En este momento estoy cargando a Daniel, mi hermanito. Su carita es perfecta, con ese cabello oscuro y los ojos grises que me miran con adoración, como si yo fuera su mundo entero. Le he enseñado a decir "te amo", y cada vez que lo hace, siento que mi corazón se rompe un poco más, porque sé que no puedo protegerlo para siempre.

—Te amo, Vicenta —me dice, con su vocecita dulce y confiada, abrazándome con sus brazos pequeños.

—Y yo te amo más, mi niño —le susurro, acariciándole el cabello, intentando ignorar el nudo en mi garganta.

El momento se rompe cuando aparece mi abuela, la dueña del burdel, con su presencia imponente. Su vestido apretado y el olor a perfume barato siempre llenan cualquier habitación. Se queda en la puerta, mirándome como si estuviera evaluando una mercancía.

—En una semana cumples dieciocho, Vicenta —dice, su tono frío y calculador—. Es hora de que empieces a pagar tu lugar aquí. Eres hermosa, niña, y pagarán una fortuna por tu pureza.

Su mirada me hace sentir desnuda, expuesta. Me aferro más fuerte a Daniel, como si eso pudiera protegerme de sus palabras.

—No quiero que nadie me toque —le respondo con firmeza, aunque mi voz tiembla un poco. Levanto la barbilla, tratando de parecer más fuerte de lo que realmente soy—. Puedo ser mesera o hacer cualquier otro trabajo.

Mi abuela suelta una risa seca y cruel, como si hubiera dicho algo ridículo.

—Esas son las reglas, Vicenta —me corta, dando un paso hacia mí—. Me he encargado de tus gastos y los de ese mocoso desde que tu madre murió. Pero tú sabes que hay otra opción. Ese bebé es bonito, ¿sabes? Muchas familias pagarían bien por él.

Mi cuerpo se pone tenso, y mis brazos se cierran aún más alrededor de Daniel. Siento un calor que me sube al rostro, una mezcla de rabia y miedo que casi me ahoga.

—No, abuela. Daniel es lo único que yo tengo —le respondo, mi voz más fuerte ahora.

Ella me mira con desdén, como si fuera una niña tonta que no entiende cómo funciona el mundo.

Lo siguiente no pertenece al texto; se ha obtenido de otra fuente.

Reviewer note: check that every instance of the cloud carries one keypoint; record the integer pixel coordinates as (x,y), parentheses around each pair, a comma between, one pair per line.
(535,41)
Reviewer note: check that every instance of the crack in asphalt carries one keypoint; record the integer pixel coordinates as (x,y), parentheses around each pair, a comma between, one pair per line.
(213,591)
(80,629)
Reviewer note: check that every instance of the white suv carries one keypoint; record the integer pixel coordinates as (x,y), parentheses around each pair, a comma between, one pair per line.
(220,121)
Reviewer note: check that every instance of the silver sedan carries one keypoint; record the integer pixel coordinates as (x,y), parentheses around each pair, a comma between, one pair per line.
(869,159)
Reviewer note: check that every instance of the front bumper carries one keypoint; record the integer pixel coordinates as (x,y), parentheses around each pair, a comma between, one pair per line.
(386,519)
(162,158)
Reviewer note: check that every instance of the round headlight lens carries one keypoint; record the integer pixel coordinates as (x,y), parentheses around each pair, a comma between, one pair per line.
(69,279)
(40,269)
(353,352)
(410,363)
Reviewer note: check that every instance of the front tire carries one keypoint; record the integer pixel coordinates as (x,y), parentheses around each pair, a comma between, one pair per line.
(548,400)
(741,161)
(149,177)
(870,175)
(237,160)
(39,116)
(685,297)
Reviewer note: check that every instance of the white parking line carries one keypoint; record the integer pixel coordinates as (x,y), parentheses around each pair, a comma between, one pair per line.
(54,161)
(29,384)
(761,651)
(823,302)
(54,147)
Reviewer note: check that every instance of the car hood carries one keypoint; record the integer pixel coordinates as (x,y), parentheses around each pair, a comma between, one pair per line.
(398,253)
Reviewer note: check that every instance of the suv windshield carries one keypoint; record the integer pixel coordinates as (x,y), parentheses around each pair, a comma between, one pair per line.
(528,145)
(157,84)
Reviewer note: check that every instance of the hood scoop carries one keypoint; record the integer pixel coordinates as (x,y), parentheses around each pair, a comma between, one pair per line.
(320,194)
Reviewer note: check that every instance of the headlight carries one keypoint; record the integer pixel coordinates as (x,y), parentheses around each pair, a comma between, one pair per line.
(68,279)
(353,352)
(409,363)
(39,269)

—Vicenta, no eres más que una mocosa sin familia ni dinero. Jamás podrás mantener a un bebé. Él te estorba, y tú a él.

Sus palabras me golpean como un puñetazo en el estómago, pero no le doy el gusto de verme llorar. Aprieto a Daniel contra mi pecho y mantengo la mirada fija en ella.

—No voy a abandonarlo. Haré lo que sea, pero no me separaré de mi hermano.

Mi abuela solo sacude la cabeza con una sonrisa amarga antes de darse la vuelta y marcharse, dejando en el aire un silencio pesado, lleno de amenazas no dichas.